“Save America’s Treasures: Preservation of Rare Acetate and Vinyl Recording Transcriptions”
Speaker: Dr. John Rumble, Senior Historian
Country Music Hall of Fame and Museum
(operated by the non-profit Country Music Foundation)
Dr. Rumble spoke about the history of the CMHFM, which opened in 1967. It new location opened in 2001, and the Bob Pinson Recorded Sound Collection now include over 200,000 recorded cylinders and discs.
Bob Pinson donated his personal collection of country music recordings to the CMHFM in 1972, when the library first opened. His collection of 15,000 discs, many of which had never been played, along with donations from record labels, forms the core of the current collection. Pinson followed the collection to Nashville and became the music librarian, a position he held for 26 years.
The collections of the CMHFM include many rare acetate recordings, which were recordings cut directly to disk, not pressed for mass distribution. Acetate discs have a metal base (glass was used in WWII) coated with nitrocellulose that was plasticized with castor oil. They were used for sound tests and home recording and were only intended to be played a few times. They deteriorate more rapidly than vinyl and are sensitive to environmental conditions. The nitrocellulose layer may flake or crack, leading to irreversible loss of content. Dr. Rumble showed several images of damaged discs, including one that was breaking down and producing acidic compounds.
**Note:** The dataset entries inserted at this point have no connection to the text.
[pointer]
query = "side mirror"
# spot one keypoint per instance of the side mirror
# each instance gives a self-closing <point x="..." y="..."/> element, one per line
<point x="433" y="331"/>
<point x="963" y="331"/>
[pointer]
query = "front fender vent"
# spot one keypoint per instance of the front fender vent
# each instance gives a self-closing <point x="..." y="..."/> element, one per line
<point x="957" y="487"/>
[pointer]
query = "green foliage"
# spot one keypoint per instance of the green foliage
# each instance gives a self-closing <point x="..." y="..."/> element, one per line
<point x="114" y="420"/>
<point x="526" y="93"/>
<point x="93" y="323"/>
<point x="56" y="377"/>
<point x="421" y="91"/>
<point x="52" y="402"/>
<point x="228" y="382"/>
In 2003, the CMHFM received a $213,000 grant from the NEA’s “Save Our Treasures” program to preserve unique acetate recordings, including some which recorded radio broadcasts that were otherwise ephemeral. The project originally planned to process and digitize 4,000 discs, but due to the nature of the metadata collected and the extensive restoration required before the discs could be played, this was eventually limited to about 1,000 discs. Recordings are digitized using a sample rate of 96kHz and a bit rate of 24. They are saved in Broadcast Wave Format and are also transferred to archival-quality analog tape for preservation. (Note: see the CoOL site for links to resources on audio digitization and preservation).
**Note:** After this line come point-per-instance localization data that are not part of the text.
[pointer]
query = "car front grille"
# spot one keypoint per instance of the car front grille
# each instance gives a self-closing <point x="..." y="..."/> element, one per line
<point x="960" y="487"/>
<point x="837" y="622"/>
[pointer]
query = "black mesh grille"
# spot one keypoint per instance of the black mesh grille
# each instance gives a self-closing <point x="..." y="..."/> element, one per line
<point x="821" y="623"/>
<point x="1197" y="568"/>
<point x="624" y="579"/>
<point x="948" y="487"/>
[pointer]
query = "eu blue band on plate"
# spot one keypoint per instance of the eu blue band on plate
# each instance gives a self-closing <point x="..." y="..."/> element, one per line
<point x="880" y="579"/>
A custom database for capture of metadata was developed by the project consultant, Bridge Media Solutions of Nashville. The consultant also creates metadata headers for the individual digital audio files to link them back to the database. When the project is complete, this database and some recordings will be available on the website and to the 200,000 visitors the museum receives year; some recordings will also be broadcast via NPR, PBS, and commercial broadcast stations, while others will be reissued by the Country Music Foundation, as they did with some demos by Hank Williams.
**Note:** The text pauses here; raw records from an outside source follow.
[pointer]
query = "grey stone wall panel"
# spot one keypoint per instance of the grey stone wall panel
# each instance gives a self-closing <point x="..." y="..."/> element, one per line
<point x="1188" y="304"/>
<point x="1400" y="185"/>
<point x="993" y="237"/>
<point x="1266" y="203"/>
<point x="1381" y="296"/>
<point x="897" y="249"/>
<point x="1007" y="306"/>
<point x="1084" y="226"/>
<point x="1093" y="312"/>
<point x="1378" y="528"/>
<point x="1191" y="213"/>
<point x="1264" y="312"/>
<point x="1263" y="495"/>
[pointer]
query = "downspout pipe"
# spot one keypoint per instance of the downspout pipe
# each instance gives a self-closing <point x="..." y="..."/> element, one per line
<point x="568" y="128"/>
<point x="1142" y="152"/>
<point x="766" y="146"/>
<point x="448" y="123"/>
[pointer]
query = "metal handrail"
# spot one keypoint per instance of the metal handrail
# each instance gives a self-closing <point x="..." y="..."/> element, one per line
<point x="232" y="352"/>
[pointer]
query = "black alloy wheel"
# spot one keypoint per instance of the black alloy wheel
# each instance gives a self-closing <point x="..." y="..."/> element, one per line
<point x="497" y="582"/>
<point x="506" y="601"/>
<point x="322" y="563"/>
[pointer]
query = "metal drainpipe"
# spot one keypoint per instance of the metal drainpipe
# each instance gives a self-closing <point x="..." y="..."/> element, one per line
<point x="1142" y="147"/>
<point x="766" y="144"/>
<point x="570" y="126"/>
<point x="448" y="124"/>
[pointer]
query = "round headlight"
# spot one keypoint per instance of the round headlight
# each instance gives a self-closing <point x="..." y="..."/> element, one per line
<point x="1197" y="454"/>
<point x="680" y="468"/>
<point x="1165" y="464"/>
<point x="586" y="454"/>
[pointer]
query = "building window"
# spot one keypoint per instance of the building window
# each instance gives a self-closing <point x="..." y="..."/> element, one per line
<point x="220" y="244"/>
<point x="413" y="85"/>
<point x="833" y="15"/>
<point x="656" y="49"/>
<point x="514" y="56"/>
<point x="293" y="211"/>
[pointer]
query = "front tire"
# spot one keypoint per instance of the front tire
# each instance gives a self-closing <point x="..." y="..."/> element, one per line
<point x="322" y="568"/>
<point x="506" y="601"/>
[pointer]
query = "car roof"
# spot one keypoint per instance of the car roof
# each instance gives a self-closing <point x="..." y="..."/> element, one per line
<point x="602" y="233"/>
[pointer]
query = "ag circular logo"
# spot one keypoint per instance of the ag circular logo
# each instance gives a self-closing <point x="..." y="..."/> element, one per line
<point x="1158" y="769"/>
In the question and answer period, Dr. Rumble and his colleague Alan Stoker made it clear that this was primarily a preservation project and that there were no plans to make even the out-of-copyright recordings freely available on the Internet. They also addressed their selection criteria, given the reduced scope of the project. The recordings in the worst condition were treated first, and unique or rare recordings were also given priority treatment. Identification of recordings is difficult, as many are unlabelled, though most have at least a date on the wrapper. In many cases, the performers are not well known and the only information about them is extemporaneous comments captured on the discs.